Tissue Engineering and Regenerative Medicine

Human iPSC derived vasculogenic cells may offer a long sought solution for obtaining large numbers of autologous cells sufficient for tissue engineering and opportunities to model vascular disease in a dish. We report a novel approach for the derivation of endothelial precursor cells from hips cells using triple combination of selection markers: CD34, neuropilin-1(NP-1) and KDR, and an efficient 2-D culture system for hiPS cell-derived endothelial precursor cell expansion. Functionality of blood vessels in cranial window models of severe combined immunodeficient (SCID) mice was determined by non-invasive longitudinal in vivo multiphoton laser scanning microscopy for parameters that included red blood cell (RBC) velocity, blood flow and permeability to bovine serum albumin. We successfully generated endothelial cells from hiPS cells obtained from healthy donors and formed stable functional blood vessels in vivo - lasting for 280 days in SCID mice. The RBC velocities of engineered blood vessels were comparable to normal endogenous host vessels (1.36±0.3 mm/s), and demonstrated a higher permeability as compared to endogenous vessels.
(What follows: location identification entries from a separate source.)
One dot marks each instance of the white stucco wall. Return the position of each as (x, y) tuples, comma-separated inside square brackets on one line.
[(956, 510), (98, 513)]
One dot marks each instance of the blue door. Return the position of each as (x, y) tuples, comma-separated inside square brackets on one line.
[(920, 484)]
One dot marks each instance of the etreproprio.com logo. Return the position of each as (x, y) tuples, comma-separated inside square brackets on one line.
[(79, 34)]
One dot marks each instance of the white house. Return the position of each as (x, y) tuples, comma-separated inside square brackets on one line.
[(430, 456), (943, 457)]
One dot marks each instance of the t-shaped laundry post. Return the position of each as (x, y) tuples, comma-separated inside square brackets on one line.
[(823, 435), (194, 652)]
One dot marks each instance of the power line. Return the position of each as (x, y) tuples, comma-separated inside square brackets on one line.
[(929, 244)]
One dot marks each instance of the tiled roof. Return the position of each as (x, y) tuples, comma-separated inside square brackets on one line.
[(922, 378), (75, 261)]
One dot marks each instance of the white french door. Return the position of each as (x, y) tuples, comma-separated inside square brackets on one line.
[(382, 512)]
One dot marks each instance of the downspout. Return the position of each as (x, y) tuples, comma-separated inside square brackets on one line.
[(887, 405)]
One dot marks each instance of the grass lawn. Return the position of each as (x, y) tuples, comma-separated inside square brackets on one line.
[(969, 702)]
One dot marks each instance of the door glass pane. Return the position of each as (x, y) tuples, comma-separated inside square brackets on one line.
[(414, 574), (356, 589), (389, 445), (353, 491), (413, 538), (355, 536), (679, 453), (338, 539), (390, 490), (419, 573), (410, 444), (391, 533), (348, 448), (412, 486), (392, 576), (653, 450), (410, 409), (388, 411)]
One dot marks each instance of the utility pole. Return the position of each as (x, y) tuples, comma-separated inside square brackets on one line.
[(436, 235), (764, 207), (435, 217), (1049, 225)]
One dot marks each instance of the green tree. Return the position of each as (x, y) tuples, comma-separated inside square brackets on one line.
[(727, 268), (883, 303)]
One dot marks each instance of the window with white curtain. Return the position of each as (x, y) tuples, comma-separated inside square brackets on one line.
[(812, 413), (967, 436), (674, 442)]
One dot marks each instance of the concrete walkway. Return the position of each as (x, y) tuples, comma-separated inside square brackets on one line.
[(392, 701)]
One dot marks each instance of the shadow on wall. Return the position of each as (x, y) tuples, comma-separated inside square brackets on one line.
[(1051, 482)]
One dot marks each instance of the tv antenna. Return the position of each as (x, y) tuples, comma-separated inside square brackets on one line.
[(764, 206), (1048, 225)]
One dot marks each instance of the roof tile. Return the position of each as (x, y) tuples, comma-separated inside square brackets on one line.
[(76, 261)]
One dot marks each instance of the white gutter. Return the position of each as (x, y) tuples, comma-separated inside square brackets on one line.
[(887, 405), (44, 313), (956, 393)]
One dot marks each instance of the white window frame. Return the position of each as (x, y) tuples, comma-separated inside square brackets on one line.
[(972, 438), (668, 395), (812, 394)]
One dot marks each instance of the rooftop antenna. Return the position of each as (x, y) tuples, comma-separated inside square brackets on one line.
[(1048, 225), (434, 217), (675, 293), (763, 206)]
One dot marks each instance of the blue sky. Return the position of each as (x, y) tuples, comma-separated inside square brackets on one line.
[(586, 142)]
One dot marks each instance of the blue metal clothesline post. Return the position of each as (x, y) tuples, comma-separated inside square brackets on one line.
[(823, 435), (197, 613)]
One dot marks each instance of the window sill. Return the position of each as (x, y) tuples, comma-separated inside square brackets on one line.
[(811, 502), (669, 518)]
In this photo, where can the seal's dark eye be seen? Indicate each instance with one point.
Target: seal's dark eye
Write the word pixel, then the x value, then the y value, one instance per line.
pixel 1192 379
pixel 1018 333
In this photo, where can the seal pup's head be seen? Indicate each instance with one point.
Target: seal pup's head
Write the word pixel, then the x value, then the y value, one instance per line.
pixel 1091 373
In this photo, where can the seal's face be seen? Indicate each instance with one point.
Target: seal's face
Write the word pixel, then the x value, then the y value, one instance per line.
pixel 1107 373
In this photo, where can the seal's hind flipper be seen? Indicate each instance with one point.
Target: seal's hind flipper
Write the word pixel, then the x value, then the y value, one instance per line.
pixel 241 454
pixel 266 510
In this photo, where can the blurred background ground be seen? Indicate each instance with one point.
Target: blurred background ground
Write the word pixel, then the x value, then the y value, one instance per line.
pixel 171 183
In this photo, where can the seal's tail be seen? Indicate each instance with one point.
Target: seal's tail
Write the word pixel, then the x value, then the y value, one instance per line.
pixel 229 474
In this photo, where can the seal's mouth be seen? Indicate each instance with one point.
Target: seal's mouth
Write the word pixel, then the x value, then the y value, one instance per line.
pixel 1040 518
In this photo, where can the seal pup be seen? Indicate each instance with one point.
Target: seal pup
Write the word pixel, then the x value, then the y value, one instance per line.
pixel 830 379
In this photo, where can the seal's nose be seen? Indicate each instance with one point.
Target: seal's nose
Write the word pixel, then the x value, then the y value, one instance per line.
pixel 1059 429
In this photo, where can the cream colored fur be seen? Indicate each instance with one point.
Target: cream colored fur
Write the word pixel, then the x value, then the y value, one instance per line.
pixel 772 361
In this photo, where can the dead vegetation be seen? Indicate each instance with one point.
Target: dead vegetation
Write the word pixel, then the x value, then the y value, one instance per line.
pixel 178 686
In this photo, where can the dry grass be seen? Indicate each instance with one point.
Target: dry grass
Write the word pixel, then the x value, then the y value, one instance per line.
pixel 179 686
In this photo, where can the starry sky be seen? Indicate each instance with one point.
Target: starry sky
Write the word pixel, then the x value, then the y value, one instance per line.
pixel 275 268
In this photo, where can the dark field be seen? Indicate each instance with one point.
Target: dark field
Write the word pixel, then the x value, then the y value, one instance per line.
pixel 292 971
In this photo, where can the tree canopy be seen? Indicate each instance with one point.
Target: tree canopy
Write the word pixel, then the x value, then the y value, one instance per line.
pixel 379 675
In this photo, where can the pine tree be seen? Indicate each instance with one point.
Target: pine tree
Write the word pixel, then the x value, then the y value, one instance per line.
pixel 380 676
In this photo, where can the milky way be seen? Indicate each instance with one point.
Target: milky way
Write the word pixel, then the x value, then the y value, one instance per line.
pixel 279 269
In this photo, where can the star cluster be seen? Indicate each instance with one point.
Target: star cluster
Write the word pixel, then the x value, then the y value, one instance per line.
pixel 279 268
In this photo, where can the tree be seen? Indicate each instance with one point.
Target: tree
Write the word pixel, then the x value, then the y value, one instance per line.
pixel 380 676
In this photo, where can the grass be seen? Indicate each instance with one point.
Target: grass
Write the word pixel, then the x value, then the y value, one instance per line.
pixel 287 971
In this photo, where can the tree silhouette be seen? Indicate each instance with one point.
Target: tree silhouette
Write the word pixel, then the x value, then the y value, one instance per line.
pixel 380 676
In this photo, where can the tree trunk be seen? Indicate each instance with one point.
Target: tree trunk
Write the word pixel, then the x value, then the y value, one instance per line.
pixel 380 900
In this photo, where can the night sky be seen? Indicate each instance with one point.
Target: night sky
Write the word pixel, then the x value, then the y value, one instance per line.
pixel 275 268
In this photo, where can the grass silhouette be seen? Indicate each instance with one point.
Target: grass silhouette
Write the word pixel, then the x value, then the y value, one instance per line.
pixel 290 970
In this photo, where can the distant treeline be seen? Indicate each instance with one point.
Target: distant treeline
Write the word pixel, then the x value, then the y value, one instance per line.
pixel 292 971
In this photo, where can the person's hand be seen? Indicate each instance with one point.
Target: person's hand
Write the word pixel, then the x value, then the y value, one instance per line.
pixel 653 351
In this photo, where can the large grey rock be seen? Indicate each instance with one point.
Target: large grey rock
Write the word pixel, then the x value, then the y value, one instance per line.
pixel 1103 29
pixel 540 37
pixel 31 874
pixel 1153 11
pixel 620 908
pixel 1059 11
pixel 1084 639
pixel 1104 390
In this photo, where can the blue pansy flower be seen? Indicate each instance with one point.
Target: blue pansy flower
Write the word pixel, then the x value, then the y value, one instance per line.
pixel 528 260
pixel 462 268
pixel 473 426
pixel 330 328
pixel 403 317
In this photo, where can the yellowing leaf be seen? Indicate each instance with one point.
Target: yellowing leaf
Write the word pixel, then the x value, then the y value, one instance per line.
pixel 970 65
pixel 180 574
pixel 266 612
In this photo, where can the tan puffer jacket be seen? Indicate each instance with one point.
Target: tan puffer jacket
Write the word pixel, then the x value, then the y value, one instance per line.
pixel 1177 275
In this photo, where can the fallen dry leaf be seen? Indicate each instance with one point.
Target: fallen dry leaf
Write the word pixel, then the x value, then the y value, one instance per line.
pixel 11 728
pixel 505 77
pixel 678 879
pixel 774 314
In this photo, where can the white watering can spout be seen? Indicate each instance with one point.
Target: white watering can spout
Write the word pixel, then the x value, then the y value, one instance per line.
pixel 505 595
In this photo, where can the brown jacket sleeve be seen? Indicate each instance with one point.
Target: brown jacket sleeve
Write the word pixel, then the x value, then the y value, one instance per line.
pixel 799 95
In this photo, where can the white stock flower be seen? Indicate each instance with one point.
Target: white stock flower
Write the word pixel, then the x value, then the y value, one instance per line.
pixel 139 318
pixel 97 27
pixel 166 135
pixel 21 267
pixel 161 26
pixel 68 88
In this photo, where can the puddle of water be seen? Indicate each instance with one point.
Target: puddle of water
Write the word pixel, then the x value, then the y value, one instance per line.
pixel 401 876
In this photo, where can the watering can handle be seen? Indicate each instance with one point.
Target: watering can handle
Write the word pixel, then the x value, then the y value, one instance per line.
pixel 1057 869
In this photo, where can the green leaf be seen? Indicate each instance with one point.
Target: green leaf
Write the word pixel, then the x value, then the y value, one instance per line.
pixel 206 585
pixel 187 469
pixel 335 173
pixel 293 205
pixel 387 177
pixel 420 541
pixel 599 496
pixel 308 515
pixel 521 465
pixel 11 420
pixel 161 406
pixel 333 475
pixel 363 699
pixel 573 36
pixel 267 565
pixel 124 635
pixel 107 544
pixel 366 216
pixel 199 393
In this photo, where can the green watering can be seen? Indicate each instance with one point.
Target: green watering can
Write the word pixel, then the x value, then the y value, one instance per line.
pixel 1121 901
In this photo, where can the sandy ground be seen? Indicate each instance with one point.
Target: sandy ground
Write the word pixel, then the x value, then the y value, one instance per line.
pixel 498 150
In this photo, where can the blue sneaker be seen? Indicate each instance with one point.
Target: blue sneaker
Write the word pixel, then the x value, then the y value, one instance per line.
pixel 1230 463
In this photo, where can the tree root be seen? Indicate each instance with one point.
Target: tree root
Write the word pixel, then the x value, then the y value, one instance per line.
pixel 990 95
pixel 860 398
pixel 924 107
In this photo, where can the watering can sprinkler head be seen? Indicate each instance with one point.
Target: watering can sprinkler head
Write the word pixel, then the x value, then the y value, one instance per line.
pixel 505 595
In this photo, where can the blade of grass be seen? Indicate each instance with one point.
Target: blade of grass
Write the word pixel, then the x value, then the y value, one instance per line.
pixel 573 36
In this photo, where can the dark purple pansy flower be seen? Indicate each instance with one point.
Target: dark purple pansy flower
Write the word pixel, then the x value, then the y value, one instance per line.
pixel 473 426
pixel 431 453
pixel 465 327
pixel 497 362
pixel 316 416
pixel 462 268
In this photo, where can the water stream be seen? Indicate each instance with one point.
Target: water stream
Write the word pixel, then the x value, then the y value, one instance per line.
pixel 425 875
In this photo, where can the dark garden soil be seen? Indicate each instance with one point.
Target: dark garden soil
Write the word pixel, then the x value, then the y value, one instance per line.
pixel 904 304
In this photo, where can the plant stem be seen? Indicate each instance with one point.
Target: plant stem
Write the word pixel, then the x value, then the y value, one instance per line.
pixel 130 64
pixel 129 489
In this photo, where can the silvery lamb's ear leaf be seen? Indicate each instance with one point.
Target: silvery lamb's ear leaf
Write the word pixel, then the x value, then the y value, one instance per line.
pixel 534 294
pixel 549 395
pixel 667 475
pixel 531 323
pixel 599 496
We also generated mesenchymal precursor cells (MPCs) from hiPS cells in parallel. Moreover, we successfully generated functional blood vessels in vivo using these endothelial cells and mesenchymal precursor cells derived from the same hiPS cell line. In parallel, we have isolated hiPSC-derived ECs and PVCs from type-1 diabetes and maturity-onset diabetes of the young (MODY) cases. The T1D-iPS engineered blood vessels were functional for 4 months in vivo while MODY-iPS-ECs failed to form functional blood vessels. Human iPSC-derived vasculogenic cells may be an abundant source to examine vascular defects of diabetes in a dish.